In these works, the relationship between subject and field seem to pass a point of combination to one in which they seem to merge, either by their equal emphasis and mutual fragmentation or by their transparent layering. Consequently, it becomes difficult to distinguish which is which.


Brice’s magnificent pictograms, among his last major works from the 1990’s to the mid-2000’s, juxtapose combinations of archetypal symbols—evoking masculinity, femininity, erotic love, reproduction, growth, the life force, and death—to create syntactical meaning. These works forcefully declare their topics not through any narrative structure, but through schematic diagrams.

Three notations with Brice’s notes that identify the meanings of some of his motifs.
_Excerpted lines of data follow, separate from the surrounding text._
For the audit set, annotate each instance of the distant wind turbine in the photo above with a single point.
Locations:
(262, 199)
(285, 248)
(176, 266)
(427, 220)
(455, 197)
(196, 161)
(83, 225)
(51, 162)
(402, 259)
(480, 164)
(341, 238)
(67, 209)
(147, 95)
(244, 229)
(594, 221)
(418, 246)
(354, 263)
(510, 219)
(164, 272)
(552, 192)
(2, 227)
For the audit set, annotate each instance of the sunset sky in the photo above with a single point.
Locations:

His pictograms have a jarring yet hypnotic visual power comparable to prehistoric cave paintings in Europe, Africa, and the Americas featuring the elemental pictures of animals, human figures, and plant forms. Such cave “art” does not constitute a visual language, but, as with coded diagrams and written language, it does evince a basic impulse to communicate information, and it is highly likely that at least some such prehistoric imagery had ritual or ceremonial purpose.

Likewise, Brice’s pictograms aspire to communicate with an immediacy—an “electric madness”, as Brice’s good friend Don Lagerberg describes it—that fuses visual and verbal language. These late works consummate the major themes that informed Brice’s art from his early landscapes and rock compositions through his paintings of emotional and erotic love to his preoccupation with male and female figures.

Evolving over approximately twenty years, Brice’s pictograms become increasingly refined as their production approaches the final years of his life. Harbingers begin to emerge in the late 1980’s as arrangements of grouped icons. By the mid to late 1990’s, pictographs become a key strategy and appear as planar, silhouette-like forms that dominate vast color or black and white fields, presented as increasingly flat shapes.

Finally, if one looks closely at Brice’s 2000’s pictograms they seem at times to function similarly to Danish psychologist, Edgar Rubin’s two dimensional, figure–ground organization of face/vase reversing images.

Rubin’s reverse or alternating images.

Thus, in Brice’s late pictograms, subject and field are depicted like pattern ‘stencils’ in two dimensional positive and negative space, which reverses throughout the same work, taking Brice’s interplay between subject and field to the nth degree.